Ku saksikan pepohonan meranggas mendadak berdaun, berbunga lalu memikul buah dan menggurkan daunnya, itu di sebuah halaman kosong depan rumah tua. Kusaksikan putaran terbitnya matahari, berputar lalu mengapai senja dan menghilang, itu ketika aku duduk pada bangku yang mulai reot. Aku berhenti, tercekam oleh keheningan yang tersembunyipun kembali terdengar, seolah-olah gemericik arus itu tersirat pada peringatan menyampaikan makna untuk hati.
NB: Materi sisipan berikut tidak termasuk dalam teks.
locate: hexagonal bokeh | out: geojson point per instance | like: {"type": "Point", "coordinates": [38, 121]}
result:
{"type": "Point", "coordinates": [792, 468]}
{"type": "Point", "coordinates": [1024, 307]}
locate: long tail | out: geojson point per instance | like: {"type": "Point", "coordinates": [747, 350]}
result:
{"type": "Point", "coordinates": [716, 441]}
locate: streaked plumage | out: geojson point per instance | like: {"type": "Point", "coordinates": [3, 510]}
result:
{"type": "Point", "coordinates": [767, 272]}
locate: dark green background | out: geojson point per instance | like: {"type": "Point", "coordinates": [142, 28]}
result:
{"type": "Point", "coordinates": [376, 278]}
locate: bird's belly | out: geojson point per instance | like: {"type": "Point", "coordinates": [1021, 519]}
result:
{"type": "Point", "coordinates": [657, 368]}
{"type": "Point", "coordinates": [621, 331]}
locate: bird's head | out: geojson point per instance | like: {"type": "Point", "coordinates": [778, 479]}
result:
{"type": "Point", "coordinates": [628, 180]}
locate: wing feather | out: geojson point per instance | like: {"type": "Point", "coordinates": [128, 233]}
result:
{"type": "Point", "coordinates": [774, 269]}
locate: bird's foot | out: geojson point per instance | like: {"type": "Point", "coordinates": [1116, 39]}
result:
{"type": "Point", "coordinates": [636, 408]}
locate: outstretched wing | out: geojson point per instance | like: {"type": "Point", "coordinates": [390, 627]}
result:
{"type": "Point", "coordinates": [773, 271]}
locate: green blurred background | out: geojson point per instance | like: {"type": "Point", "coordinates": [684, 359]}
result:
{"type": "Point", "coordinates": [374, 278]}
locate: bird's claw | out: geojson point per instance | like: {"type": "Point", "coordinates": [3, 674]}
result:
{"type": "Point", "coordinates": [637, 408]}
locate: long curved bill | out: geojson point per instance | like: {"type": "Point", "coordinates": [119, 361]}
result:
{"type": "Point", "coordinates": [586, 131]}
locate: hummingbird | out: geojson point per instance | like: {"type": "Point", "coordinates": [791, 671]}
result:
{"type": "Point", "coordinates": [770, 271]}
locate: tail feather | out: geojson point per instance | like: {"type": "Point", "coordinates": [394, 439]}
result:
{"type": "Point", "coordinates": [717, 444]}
“ah, wahai sang penabur benih pepohonan yang meranggas; Kenapa pula pada senja itu kau singkapkan keindahan dalam pendar-pendar cahaya sekaligus menyembunyikannya? kenapa pula kau lembutkan senandung nada-nada pendar cinta kemudian memelukku dengan penuh kerinduan?”
Kerinduan? Iya kerinduan bak ciuman setuba yang kau celupkan dihati rendahku? Sementara hanya jelantah di jarimu, keringat di senyummu atau sepeluk cemasmu, terniat di kebahagiaanku.
Masih saja aku duduk pada kursi reot yang aku siapkan itu, bersandar pada sebuah bantalan akupun mengeluh dan ingin memberi tanpa ragu dan cemburu pada putik yang berseri. Aku menangis. Iya, menangis ketika sungai-sungai mengalir dalam nyanyian menuju langit, menagis di saat bunga-bunga menabur wewangin dan matahari melabuhkan cahaya diri pada garis langit lalu menghilang.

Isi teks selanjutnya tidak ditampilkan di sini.